The most notorious crimes are committed in summer. According to the report, “the monthly average (achieved with 2018 figures) is around 10,248 events”, and the “maximum is reached in July (12,023), followed by August (11,599) and June (11,546)”.
As for spaces, almost half of last year’s crimes were committed in accommodation (10,752), followed by communication routes (4,428), miscellaneous installations (2,827) and establishments (2,451). And by territory, the zones have also been repeated for years.
By provincesBarcelona (3,276) and Madrid (3,212) are again the places where the highest number of crimes are concentrated in terms of overall figures. “In the regional analysis, Catalonia (4,589 cases), Andalusia (3,453), the Community of Madrid (3,212) and the Valencian Community (2,679) remain the communities with the highest absolute number of known crimes, together concentrating more than half of the cases in Spain,” the report states.

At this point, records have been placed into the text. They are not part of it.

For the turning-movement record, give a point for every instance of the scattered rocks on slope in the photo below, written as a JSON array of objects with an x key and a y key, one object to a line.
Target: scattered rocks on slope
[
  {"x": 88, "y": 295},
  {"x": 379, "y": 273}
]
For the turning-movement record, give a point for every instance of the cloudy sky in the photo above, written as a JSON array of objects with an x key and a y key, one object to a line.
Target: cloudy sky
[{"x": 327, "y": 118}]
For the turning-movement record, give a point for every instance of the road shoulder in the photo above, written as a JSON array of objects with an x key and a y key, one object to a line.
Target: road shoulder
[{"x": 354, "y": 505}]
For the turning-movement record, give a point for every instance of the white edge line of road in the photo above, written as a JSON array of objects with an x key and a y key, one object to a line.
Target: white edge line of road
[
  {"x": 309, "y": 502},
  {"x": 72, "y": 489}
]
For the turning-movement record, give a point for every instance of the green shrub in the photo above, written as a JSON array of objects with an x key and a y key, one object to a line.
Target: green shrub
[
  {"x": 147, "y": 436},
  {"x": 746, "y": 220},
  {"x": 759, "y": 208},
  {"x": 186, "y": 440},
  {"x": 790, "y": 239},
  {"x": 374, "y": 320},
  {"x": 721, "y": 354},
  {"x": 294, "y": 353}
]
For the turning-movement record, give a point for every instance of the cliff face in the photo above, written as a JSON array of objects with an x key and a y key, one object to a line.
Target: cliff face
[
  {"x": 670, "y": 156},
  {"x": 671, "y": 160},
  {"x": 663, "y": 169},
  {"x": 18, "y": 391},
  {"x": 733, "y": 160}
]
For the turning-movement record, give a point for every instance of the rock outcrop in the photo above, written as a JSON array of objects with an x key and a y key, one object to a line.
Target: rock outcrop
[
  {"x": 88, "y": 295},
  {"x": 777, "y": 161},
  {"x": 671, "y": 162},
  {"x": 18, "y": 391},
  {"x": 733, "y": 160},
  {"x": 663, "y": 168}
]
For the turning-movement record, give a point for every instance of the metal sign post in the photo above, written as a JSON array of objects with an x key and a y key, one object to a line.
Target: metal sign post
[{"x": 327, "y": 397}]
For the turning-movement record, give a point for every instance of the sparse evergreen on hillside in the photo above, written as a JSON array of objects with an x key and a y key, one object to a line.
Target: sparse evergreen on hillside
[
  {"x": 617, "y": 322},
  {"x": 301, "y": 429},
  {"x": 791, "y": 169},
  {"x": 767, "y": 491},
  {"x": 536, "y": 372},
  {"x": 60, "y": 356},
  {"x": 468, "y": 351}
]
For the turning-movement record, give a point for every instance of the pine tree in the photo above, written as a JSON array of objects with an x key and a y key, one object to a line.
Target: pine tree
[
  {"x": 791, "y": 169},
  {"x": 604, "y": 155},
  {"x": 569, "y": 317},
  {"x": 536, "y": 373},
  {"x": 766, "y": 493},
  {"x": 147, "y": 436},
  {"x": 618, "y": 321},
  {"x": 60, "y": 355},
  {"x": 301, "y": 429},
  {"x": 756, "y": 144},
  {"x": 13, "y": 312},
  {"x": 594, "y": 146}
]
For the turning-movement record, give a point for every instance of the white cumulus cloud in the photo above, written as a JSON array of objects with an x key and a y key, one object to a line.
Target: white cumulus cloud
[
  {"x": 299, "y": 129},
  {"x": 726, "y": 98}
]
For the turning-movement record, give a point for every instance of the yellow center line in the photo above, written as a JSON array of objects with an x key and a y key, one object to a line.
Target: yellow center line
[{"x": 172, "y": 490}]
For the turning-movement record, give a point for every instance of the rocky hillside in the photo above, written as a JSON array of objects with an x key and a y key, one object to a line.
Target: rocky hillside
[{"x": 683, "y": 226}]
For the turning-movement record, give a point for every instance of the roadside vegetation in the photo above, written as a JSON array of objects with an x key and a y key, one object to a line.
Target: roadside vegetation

And if you look at the rate per 10,000 inhabitants“the provinces with the highest figures in Spain remain the Balearic Islands (8.1), Navarra (7.8), Lleida (7) and Las Palmas (6.7).
Telephone 016 assists victims of gender-based violence, their families and those around them 24 hours a day, every day of the year, in 53 different languages. The number is not listed on the phone bill, but the call should be deleted from the device. You can also contact by email 016-online@igualdad.gob.es and by WhatsApp at the number 600 000 016. Minors can contact the ANAR Foundation telephone number 900 20 20 10. If it is an emergency situation, you can call 112 or the telephone numbers of the National Police (091) and the Civil Guard (062). And if you can’t call, you can use the ALERTCOPS application, from which an alert signal is sent to the Police with geolocation.